The demands of the terrorists in the latest carnage included the release of Jamaat-ul-Mujahideen Bangladesh (JMB) activists who were sentenced to a 10-year jail term in January this year for their role in a string of bomb attacks in the country in 2005. The JMB which is now a local ISIS affiliate is committed to converting Bangladesh into an Islamic state through armed struggle. On August 17, 2005 it had detonated some 500 bombs, simultaneously across 300 locations in 50 Bangladeshi cities.

While the origin of the JMB in the late 1990s is shrouded in some mystery, the Jamaat-e-Islami Bangladesh (JIB) has been accused of patronising the former while it was part of the coalition government headed by the Bangladesh Nationalist Party (BNP). In November 2005, a BNP MP, Abu Hena alleged that the JEB was directly involved in the emergence of the JMB. He even named two JEB ministers in the BNP-led coalition who he claimed "are doing everything for the militants". Hena’s expulsion from the party did not stop BNP’s former minister Oli Ahmed and BNP whip Ashraf Hossain from speaking out and implicating the Jamaat-e-Islami in the rise of extremism in the country.

Recall the vibrant ‘Shahbag movement’ of 2013 (many at the time drew parallels to the ‘Arab Uprising’) which started as a vehement rejection of the International Crime Tribunal’s (ICT) verdict to condemn Abdul Quader Mollah, assistant general secretary of Jamaat-e-Islami, to life in prison. Protestors wanted Mollah, who was convicted for killing hundreds of people and raping a young girl, to be put to death. But the movement soon took the form of a mass civil society awakening which demanded an end to all religion-based politics.

Sheikh Hasina Wajed, Prime Minister of Bangladesh (since 2009) has been leader since 1981 of the Awami Party which spearheaded the country’s 1971 breakaway from Pakistan, rejected the two-nations theory and espoused the ideal of a secular nation and state.
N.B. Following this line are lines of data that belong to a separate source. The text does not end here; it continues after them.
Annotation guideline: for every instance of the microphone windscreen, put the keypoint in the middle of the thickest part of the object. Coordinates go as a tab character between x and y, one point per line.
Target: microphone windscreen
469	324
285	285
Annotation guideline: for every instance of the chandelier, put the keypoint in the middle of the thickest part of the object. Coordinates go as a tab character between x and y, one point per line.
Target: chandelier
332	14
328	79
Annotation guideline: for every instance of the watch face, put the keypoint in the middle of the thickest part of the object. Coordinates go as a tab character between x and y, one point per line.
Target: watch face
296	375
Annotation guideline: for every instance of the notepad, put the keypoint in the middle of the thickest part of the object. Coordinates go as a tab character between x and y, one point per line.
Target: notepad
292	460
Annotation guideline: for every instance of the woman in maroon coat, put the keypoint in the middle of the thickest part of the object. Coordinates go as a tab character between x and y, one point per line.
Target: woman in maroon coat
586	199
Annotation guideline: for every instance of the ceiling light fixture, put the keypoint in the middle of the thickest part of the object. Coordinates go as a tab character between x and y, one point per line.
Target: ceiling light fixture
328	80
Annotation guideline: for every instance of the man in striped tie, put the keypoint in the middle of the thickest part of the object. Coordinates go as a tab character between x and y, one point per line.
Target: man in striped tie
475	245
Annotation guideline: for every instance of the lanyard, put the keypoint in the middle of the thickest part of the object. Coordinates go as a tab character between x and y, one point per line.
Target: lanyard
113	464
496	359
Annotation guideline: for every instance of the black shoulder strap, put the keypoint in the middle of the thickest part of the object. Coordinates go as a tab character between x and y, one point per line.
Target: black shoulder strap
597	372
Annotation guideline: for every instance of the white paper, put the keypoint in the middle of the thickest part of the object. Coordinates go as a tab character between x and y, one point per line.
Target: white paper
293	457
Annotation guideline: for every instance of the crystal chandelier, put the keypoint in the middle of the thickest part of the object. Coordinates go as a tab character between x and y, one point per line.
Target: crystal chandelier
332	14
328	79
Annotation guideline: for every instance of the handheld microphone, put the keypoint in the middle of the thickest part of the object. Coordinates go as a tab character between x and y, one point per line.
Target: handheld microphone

Even in this dark moment it should be clear that there are millions of Bangladeshis – from students, professors and activists to a wide spectrum of maulanas wedded to a tolerant Islam – who are staunchly opposed to the Wahhabis/Salafi and the Maududian “enemies of Islam” determined to push the country towards a totalitarian Islamic state. In 2013, the Supreme Court declared the JEB as “illegal” and barred the party from contesting polls. In the past it had never managed more than 4 per cent of the votes in any election in Bangladesh.  

So, to return to where this article began, before the terrorists claim their next victim(s), Sheikh Hasina would do well to ask herself: What kind of a Prime Minister am I? What does my Islam demand of me?